*EPF406   10/08/92 *

(Article on Cheney, Choi press briefing of 10/08/92)  (620)
By Jane A. Morse
USIA Staff Writer
Washington -- North Korea's aggressive pursuit of a nuclear weapons
development capability remains a priority concern of South Korea and the
United States, according to Secretary of Defense Richard Cheney.

At an October 10 press briefing, Cheney said there exists intelligence of
"sufficient quality" to suggest that the Democratic Peoples Republic of
Korea (DPRK) is close to achieving its goal of developing its own nuclear
bomb.  And, he added, the United States will not continue its phased troop
drawdown until the North's nuclear weapons program is halted.
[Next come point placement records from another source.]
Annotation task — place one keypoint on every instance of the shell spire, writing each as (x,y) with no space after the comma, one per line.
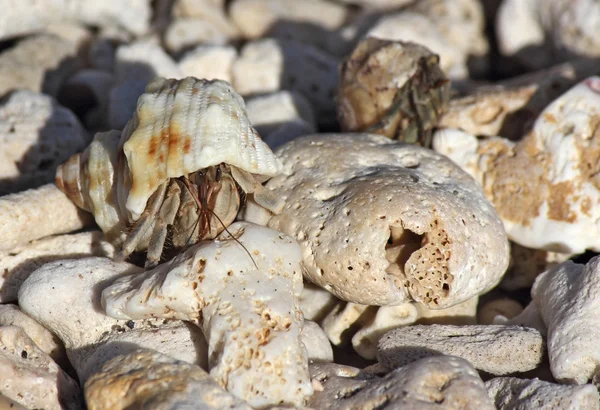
(182,126)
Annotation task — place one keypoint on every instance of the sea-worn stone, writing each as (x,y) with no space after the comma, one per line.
(243,293)
(495,349)
(387,223)
(511,393)
(64,296)
(30,377)
(442,382)
(148,379)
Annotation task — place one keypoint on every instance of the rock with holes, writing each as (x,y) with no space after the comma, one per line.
(18,263)
(495,349)
(148,379)
(35,214)
(568,300)
(11,315)
(31,378)
(442,382)
(64,296)
(36,135)
(270,65)
(511,393)
(545,187)
(243,293)
(383,223)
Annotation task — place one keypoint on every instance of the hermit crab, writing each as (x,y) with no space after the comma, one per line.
(177,173)
(392,88)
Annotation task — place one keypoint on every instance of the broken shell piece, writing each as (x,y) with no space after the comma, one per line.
(148,379)
(510,393)
(37,213)
(387,223)
(424,384)
(64,296)
(546,198)
(30,376)
(568,297)
(36,135)
(495,349)
(247,306)
(394,89)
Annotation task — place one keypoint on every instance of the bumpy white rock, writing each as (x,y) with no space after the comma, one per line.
(510,393)
(496,349)
(244,297)
(387,223)
(148,379)
(568,297)
(64,296)
(30,377)
(545,186)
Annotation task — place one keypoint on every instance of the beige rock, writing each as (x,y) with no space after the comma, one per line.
(545,197)
(36,135)
(148,379)
(510,393)
(210,62)
(442,382)
(64,296)
(11,315)
(257,18)
(270,65)
(567,297)
(244,296)
(495,349)
(37,213)
(367,242)
(20,262)
(30,377)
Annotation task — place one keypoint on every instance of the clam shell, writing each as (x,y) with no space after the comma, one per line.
(182,126)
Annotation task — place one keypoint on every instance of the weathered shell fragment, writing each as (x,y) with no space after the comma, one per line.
(568,297)
(510,393)
(65,297)
(366,241)
(545,186)
(432,383)
(30,376)
(36,135)
(37,213)
(148,379)
(246,304)
(495,349)
(392,88)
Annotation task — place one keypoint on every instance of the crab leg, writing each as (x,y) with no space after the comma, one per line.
(140,227)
Cheney spoke to reporters at the conclusion of the 24th U.S.-ROK Security
Consultative Meeting held here October 7-8.  Accompanying him was ROK
Minister of National Defense Choi Jae-Chang.  Choi said the annual meeting
served to reconfirm the U.S. security commitment to the South and noted
that a joint study has been proposed to determine the scope and nature of
U.S.-ROK security cooperation into the 21st century.
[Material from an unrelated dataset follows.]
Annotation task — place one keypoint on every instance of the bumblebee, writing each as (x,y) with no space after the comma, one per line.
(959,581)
After very brief statements, Cheney and Choi turned the briefing over to
William Pendley, deputy assistant secretary of defense for International
Security Affairs and Lieutenant General Kim Jae-Chang, assistant minister
for policy at the ROK Ministry of Defense.

Kim, speaking through an interpreter, said three rounds of inspections by
the International Atomic Energy Agency (IAEA) of North Korean nuclear
facilities has led to "serious and clear" suspicions that the North is very
near completion of a reprocessing plant that would give it the fuel
necessary to build a nuclear device.

Asserting that the Korean Peninsula is the last remaining issue to be
resolved in the demise of the Cold War, Kim noted that the DPRK remains
well equiped with a powerful air force and Soviet Skud and Frog
surface-to-surface missiles.

When asked if there is an inherent contradiction in the South's maintaining
a powerful military deterrent and the goal of peaceful reunification, Kim
said that deterrence aided in North-South dialogue.  Pendley added that the
military deterrence sent a message to the North that reunifiecation is only
possible through peaceful negotiations and not through military means.
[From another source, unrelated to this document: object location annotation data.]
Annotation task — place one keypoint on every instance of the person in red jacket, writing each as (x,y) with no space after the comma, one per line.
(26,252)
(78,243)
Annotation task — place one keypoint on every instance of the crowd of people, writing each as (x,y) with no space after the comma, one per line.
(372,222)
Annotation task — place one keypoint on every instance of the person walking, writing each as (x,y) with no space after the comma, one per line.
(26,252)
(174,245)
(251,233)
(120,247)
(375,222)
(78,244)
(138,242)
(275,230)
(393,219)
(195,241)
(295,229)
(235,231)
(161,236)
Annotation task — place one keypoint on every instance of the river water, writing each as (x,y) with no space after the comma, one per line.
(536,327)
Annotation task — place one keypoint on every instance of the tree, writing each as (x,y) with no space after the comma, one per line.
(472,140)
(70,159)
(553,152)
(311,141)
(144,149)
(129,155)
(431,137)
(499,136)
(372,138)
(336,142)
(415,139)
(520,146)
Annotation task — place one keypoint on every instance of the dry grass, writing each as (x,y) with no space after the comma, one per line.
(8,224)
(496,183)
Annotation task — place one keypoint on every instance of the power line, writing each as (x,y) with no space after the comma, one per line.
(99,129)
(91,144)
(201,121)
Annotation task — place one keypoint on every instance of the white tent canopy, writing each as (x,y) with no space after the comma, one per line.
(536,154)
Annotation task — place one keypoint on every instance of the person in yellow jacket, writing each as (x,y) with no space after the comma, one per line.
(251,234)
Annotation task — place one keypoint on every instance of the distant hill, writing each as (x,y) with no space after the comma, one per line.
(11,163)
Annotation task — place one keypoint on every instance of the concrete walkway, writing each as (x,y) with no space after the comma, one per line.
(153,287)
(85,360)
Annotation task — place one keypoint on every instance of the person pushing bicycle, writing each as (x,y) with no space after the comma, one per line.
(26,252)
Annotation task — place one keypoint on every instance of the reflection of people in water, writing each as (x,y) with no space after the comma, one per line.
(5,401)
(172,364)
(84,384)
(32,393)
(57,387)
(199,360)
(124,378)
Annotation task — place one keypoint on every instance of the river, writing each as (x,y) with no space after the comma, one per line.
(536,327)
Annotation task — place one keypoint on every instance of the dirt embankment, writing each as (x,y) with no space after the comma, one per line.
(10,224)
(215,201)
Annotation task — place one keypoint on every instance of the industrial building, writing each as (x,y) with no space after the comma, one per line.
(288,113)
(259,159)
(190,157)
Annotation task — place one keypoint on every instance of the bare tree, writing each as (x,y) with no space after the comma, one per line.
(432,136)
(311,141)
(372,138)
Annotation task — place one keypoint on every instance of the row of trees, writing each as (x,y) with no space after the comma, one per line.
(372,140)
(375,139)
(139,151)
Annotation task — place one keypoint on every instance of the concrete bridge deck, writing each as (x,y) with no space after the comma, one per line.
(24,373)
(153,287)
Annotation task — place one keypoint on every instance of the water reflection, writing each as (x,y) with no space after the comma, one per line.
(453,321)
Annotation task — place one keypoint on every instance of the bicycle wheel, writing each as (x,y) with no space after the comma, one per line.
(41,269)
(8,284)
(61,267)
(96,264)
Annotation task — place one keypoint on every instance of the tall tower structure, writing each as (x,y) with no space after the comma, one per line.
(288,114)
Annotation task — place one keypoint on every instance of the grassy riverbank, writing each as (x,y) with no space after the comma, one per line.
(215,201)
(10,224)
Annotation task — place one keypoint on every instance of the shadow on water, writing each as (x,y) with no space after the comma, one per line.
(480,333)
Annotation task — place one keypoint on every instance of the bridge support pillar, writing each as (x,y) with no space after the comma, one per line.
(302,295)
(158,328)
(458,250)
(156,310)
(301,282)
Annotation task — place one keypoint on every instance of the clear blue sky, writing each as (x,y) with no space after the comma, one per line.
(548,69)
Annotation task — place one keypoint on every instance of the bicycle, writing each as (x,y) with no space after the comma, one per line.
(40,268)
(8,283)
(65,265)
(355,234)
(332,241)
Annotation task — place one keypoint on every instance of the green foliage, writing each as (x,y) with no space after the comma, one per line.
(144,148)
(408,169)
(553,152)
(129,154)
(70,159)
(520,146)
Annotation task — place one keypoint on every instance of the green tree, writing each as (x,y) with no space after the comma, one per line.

Both noted that plans are in the works to conduct the normal Team Spirit
joint military exercise in 1993.  Team Spirit, Kim noted, has been
considered by the North as an offensive threat in past years.  It was
suspended in 1992 in the hope of gaining greater cooperation from the North
on substantive issues.  The final decision to hold the exercise in 1993
will be made some time in December 1992-January 1993, he said.

Pendley and Kim were asked if there was any real chance for peaceful
reunification of the Korean Peninsula, given the North's long history of
inflexible military and political policies.  Pendley pointed to recent DPRK
accessions to IAEA inspections and its United Nations membership as
evidence of change.  He also noted that the collapse of the Soviet Union
and the demise of communism have shaped a new world environment which may
force North Korea to change.

Kim, too, noted the rapid changes in the security environment surrounding
the Korean Peninsula.  He said German reunification was only a lesson, and
that there may be many other ways to acheive reunification.  He ended the
1riefing with the observation that in spite of world changes, the U.S.-ROK
security relationship remains constant.  He noted that for 40 years it has
prevented an outbreak of war on the peninsula and said he felt certain it
would play an important role in peaceful reunification.